Hello. My name is Dr. David Edward-Ooi Poon. Please call me David.
I am the founder of Faces of Advocacy, a grassroots Canadian organization that was responsible for federal immigration policy changes for the safe reunification of multinational families during the COVID-19 pandemic-related travel restrictions.
I have the sincerest gratitude for many parliamentarians, including many here today, who helped bring together Canadian families in a responsible way by listening to the experience and pain of so many first-hand. I hope we can do that again today.

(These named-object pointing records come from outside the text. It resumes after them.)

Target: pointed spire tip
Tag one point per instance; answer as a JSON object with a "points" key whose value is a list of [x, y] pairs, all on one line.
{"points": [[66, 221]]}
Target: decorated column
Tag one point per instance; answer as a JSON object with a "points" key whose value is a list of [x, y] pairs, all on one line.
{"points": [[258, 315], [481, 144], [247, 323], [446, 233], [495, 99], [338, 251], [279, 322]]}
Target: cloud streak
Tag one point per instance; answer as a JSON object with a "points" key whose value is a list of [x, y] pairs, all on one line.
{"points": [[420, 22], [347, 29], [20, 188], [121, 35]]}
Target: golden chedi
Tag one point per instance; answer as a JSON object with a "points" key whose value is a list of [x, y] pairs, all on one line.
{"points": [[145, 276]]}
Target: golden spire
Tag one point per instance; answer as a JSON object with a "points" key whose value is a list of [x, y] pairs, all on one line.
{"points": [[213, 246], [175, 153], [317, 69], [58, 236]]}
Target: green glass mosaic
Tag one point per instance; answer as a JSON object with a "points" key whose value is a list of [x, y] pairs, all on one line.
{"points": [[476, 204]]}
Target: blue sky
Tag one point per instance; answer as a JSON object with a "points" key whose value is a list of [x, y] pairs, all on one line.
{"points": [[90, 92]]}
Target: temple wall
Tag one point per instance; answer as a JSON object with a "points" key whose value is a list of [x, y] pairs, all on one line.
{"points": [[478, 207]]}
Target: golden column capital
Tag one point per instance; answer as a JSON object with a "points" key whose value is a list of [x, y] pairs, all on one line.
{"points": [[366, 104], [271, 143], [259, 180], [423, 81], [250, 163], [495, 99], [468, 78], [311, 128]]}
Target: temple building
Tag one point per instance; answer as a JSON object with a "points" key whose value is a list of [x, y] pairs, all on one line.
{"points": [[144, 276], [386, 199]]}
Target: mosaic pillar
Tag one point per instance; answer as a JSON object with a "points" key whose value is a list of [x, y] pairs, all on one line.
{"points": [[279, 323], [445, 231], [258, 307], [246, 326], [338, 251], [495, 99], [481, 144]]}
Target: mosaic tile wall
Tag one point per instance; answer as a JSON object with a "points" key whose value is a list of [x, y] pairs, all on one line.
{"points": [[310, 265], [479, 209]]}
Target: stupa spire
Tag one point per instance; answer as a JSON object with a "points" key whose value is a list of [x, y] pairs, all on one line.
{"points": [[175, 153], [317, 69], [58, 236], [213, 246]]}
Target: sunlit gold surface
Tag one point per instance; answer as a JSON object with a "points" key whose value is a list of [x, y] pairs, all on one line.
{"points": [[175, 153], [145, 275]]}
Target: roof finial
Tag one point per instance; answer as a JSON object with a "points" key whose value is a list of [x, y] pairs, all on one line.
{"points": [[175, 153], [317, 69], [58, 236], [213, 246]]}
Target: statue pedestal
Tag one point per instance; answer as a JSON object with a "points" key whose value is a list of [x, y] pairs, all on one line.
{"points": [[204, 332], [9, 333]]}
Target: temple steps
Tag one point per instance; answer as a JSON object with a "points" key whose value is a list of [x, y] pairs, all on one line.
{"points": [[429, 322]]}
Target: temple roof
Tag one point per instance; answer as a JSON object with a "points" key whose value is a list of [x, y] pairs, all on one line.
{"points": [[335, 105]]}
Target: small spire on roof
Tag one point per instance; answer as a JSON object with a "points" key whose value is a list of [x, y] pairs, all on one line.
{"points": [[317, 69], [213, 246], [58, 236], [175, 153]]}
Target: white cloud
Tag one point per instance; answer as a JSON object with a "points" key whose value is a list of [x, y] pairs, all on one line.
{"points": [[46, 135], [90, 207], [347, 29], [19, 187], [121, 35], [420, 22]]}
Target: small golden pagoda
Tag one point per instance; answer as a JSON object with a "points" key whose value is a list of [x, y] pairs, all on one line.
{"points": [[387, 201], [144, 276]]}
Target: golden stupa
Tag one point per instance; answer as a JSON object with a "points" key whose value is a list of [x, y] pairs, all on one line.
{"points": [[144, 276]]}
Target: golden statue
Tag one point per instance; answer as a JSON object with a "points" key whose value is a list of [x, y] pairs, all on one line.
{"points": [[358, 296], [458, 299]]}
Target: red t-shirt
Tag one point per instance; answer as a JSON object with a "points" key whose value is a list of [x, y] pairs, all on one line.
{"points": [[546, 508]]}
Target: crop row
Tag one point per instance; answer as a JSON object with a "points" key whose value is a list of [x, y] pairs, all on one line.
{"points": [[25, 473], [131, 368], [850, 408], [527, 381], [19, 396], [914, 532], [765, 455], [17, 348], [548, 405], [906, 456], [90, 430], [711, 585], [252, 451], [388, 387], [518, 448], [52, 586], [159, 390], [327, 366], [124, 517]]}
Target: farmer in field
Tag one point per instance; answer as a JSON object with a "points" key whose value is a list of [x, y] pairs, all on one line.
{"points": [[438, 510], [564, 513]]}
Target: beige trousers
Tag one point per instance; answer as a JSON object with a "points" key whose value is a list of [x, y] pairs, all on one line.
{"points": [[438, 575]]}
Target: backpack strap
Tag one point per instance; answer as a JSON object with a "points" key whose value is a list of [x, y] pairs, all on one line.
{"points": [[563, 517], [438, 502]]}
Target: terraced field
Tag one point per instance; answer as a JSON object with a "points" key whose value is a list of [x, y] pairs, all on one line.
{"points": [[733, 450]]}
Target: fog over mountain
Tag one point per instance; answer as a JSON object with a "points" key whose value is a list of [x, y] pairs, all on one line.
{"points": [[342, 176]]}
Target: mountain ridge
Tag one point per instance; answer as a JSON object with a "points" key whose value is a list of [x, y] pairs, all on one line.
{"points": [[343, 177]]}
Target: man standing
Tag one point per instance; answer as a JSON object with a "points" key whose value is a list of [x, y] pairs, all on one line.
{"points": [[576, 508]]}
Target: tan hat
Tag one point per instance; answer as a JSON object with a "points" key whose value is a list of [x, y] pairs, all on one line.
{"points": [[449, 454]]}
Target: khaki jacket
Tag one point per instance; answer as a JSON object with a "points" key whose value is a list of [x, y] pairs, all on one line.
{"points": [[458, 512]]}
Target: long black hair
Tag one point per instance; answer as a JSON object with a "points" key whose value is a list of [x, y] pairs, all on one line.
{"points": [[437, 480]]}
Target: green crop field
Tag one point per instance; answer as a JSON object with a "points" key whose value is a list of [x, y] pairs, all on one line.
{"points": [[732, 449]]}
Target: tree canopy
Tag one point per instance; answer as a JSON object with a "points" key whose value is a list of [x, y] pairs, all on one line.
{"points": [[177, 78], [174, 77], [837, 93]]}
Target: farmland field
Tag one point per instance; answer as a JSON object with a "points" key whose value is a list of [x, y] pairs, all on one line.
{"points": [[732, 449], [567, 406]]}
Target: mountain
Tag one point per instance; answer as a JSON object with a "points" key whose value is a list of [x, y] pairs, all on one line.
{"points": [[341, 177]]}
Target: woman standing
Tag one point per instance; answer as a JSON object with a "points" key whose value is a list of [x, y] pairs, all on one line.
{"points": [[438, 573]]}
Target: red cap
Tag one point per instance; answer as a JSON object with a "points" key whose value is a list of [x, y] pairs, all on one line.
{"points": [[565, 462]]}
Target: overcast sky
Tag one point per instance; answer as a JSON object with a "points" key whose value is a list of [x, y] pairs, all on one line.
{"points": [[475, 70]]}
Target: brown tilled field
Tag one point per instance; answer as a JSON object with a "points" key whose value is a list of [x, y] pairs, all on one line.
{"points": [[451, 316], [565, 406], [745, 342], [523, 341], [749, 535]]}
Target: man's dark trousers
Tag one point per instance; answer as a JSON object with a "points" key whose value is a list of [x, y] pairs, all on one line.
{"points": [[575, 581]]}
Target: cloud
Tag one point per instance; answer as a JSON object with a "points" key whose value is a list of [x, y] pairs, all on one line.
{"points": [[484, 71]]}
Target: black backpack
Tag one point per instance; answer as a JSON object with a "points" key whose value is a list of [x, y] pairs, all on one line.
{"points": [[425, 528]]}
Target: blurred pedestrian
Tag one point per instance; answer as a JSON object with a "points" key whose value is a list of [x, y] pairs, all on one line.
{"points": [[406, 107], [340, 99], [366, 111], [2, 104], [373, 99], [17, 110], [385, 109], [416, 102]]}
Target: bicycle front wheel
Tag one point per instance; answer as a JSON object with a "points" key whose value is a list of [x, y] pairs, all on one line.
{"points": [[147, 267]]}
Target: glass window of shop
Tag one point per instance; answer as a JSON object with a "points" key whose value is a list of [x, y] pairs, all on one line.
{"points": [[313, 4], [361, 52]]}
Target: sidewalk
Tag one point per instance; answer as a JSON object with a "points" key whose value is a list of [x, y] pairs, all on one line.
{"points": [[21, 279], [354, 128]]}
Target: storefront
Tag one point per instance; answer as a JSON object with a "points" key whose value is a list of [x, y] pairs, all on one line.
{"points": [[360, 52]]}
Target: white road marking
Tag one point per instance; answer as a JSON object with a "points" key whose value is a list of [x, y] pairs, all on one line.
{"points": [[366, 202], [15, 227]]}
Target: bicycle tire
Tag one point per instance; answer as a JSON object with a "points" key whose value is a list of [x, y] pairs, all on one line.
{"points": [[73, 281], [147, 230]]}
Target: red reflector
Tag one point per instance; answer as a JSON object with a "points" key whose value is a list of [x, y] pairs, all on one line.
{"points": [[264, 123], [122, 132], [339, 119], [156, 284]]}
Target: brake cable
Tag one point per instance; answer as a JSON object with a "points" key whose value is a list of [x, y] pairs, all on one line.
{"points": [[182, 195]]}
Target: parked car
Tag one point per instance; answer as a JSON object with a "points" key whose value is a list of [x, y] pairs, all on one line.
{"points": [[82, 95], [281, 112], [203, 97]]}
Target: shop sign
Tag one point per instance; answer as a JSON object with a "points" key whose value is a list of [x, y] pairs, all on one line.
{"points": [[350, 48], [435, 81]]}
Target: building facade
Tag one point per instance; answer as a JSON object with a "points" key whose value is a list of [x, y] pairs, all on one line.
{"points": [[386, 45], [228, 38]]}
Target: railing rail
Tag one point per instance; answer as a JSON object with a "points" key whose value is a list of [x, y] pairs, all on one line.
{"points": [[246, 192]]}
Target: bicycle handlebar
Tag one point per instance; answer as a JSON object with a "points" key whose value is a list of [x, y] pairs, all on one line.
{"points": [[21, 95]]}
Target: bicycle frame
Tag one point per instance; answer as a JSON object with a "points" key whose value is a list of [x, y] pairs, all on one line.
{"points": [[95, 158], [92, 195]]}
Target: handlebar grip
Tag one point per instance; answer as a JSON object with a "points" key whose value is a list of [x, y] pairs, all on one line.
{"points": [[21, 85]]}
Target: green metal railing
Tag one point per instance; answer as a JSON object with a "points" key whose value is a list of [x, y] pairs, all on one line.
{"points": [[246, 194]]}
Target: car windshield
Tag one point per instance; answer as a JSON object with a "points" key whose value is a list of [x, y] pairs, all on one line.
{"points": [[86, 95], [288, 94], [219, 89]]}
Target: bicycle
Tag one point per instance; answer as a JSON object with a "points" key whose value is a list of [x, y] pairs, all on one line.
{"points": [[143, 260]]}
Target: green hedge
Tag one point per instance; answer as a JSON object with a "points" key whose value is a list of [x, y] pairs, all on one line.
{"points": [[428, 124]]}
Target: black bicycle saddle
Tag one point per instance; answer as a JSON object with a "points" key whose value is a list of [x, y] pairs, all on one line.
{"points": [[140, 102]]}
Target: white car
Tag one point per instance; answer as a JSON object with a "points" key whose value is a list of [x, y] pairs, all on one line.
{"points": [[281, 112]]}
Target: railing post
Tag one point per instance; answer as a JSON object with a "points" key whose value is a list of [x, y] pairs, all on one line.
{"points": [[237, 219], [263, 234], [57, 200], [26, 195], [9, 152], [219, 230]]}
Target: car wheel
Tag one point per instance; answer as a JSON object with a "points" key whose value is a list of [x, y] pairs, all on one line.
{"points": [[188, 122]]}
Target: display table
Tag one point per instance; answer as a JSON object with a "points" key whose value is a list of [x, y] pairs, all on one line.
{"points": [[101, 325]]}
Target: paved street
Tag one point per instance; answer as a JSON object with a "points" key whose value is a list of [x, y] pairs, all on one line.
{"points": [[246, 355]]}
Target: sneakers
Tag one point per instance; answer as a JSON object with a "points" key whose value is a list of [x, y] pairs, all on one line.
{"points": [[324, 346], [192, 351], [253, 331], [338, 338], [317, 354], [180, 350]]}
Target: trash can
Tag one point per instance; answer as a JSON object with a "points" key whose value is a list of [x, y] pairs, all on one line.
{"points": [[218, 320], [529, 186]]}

I want to begin by telling you why I founded Faces of Advocacy.
Early in the pandemic, the government completely ignored multinational Canadian families, Canadian families who had partners, children or parents of different citizenships. The rules at the time were vague enough, however, that they could be interpreted to mean that the international family members of Canadian citizens could come into Canada, and there were multiple reports of CBSA agents allowing that.
My partner is an Irish national. She had contacted the CBSA, the IRCC and the embassy, even receiving a letter from the consulate in Europe attesting to our relationship status. She was told that she could come to Canada. Upon landing in Toronto, the CBSA agent did not allow her to enter, outright lying to her that there was no way to speak to a supervisor, denying her the time to read any forms before she was forced to sign them and intimidating her by calling her a liar.
That same agent admitted to her later that day that he knew she was not a liar, but still he used these aggressive intimidation tactics alongside outright falsehoods. We later submitted an ATIP on the interaction where the CBSA agent did not record his unprofessional behaviour nor the misinformation he presented to my partner. He faced no consequences.
Members of the committee, I am the face of a national organization of over 10,000 people who caused the government to change federal policy. Whenever I enter the country with my partner, I am still scared. Imagine that I was a person without a platform just wanting to be with their family.
John McCall is such a person. He is an American citizen who fell in love and married a Canadian woman, Donna, 40 years ago. While their children have a right to Canadian citizenship, they were Americans in the eyes of the CBSA. When Donna became ill early in the pandemic, the McCall children pleaded with the CBSA for a compassionate exemption to allow them to be with their mother before she passed. They were given a form letter response that a Canadian passport was needed. We know that different CBSA agents at the time interpreted the pandemic-related border restrictions to allow family reunification, but with unclear rules and CBSA agents unwilling to help the McCall family find a solution or even escalate them to someone who could, the McCall children said goodbye to their mother over FaceTime.
John and I connected. We worked with Faces of Advocacy. We changed federal policy with Public Safety's help much later. Despite these seeming victories, there were those who were still denied entry into Canada or treated like liars, despite well-documented compliance with entry exemption requirements, simply due to the whims or unwillingness to listen of individual CBSA agents. Immigrants quickly learned that they had no recourse to challenge the decisions made by CBSA agents under the authority or discretion afforded to them without oversight.
It is for those reasons that Faces of Advocacy is pleased to support Bill C-20, which seeks to level the imbalance of power between the complainants and the CBSA. We are in strong support of the proposed empowerment of the public complaints and review commission to impose disciplinary measures upon the CBSA and the requirement for the commission to produce an annual report that must include disaggregated race-based data.
There are three areas of Bill C-20 we wish for the committee to refine.
The first, in part 1, is about the joint time limit service standards established between the commission and the CBSA. The PCRC has been made necessary by the inability and, at times, outright obstruction of the CBSA to investigate good-faith complaints. Our organization has heard many complaints from immigrants to Canada who have been told that there's no access to a CBSA agent supervisor and that the agent's decision is final. These people have essentially been threatened if they dare to question the agent.
We fear a requirement to “jointly establish” service standards will be viewed by the CBSA as an opportunity to delay investigation and, therefore, delay justice. We ask that the committee replace the existing directives as they are written and develop reasonable service standards, particularly in urgent cases.
The second is in clause 9 of part 1, which speaks to education and information about the commission. We agree that the commission's existence and purpose need to be well known. It is our belief, though, that the mandate and processes of the PCRC must be specifically and clearly promoted at key points of individual contact with the CBSA and that the onus must be placed on the CBSA to satisfy this promotion requirement.